肩をすくめるアトラス(第一部) の商品レビュー
アメリカでは聖書の次に読まれているというアインランドですが、なぜか日本での知名度は今ひとつ。私もつい最近知りました。さっそく読んでみようと思い書店に行き、書棚に見つけた本のなんと分厚いこと!! 弁当箱のような大きさに引いてしまい、興味はありつつも読み出せずにいました。そんな折、文...

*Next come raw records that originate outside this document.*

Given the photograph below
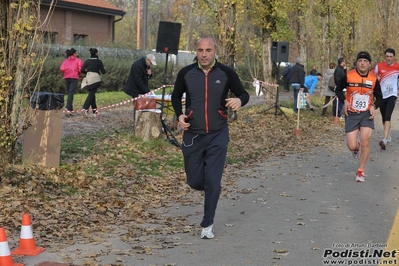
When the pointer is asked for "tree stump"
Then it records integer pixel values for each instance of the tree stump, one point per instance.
(148, 125)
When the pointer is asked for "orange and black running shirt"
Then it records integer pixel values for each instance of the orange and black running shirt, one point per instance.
(360, 91)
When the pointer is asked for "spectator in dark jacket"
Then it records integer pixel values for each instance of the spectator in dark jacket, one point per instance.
(297, 79)
(286, 78)
(140, 73)
(92, 68)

アメリカでは聖書の次に読まれているというアインランドですが、なぜか日本での知名度は今ひとつ。私もつい最近知りました。さっそく読んでみようと思い書店に行き、書棚に見つけた本のなんと分厚いこと!! 弁当箱のような大きさに引いてしまい、興味はありつつも読み出せずにいました。そんな折、文庫での再出版。電車の中でも読めるようになったのを機に読み始めました。 読みやすくなったとはいえ全三巻、それぞれ550ページ、594ページ、768ページという大著、文字のポイントも通常の文庫本より小さめで、読み切るには相当の時間が必要です。また、アインランドの哲学を主人公のセリフとして話させているため、文章も難解で理解するためには相当の集中力と忍耐力も必要です。特に、第三部の第七章は相当腰を据えて読む必要があります。私はすべて読み終わるのに三週間を要しました。 読み切った感想ですが・・・この本は必読の書であり、まさに今こそ読むべき本であると思います。 彼女の思想はいわゆるリバタリアンや新自由主義の精神的支柱になったと言われています。事実、そういう陣営の主要人物の多くが、アインランドからの影響を語っています。ただ、彼女は明確にリバタリアンを否定していますし、無政府主義も否定しています。彼女のメッセージはいわゆるレッセフェールではなく、『出る杭を打つな』であり、すぐれた才能を持った人物たちの創造性を最大限活かすことが人類全体の幸福につながるのだということを訴えているように私には思えます。それにしても、その度合いが極端すぎる印象を受けるのは、彼女の故郷であるロシアが共産主義化していく過程を見届けた影響もあるのではないでしょうか。 ただ、この小説が書かれていた頃は、まだまだ世界全体が発展途上であり、能力や志を持っていた人たちの多くがその才能を発揮したのは、社会のインフラ整備など、社会全体が大きな恩恵を被る分野においてでした。たとえ、『実業家』や『産業資本家』が利己的にしか行動しなかったとしても、彼らの目的と社会全体の利益が一致する時代でした。 さて、現代はどうでしょう。能力、才覚を持った人間たちの多くが向かうのはマネー資本主義。実物の紙幣や硬貨すら動かない、電脳空間のみでのやり取り。物質的なものは何も生み出さず、いわゆるトリクルダウンも生まない、勝者のみが潤う、まさに1%-99%の世界。この現状を見て、アインランドはどう思うのか、非常に興味があります。 何にしても、賛否が大きく分かれる書籍であることは間違いありません。日本での知名度が低いのは、いわゆる『日本的』な感覚からは受け入れることが難しい思想なのでしょう。ですが、この機会にぜひ一読されることをおすすめします。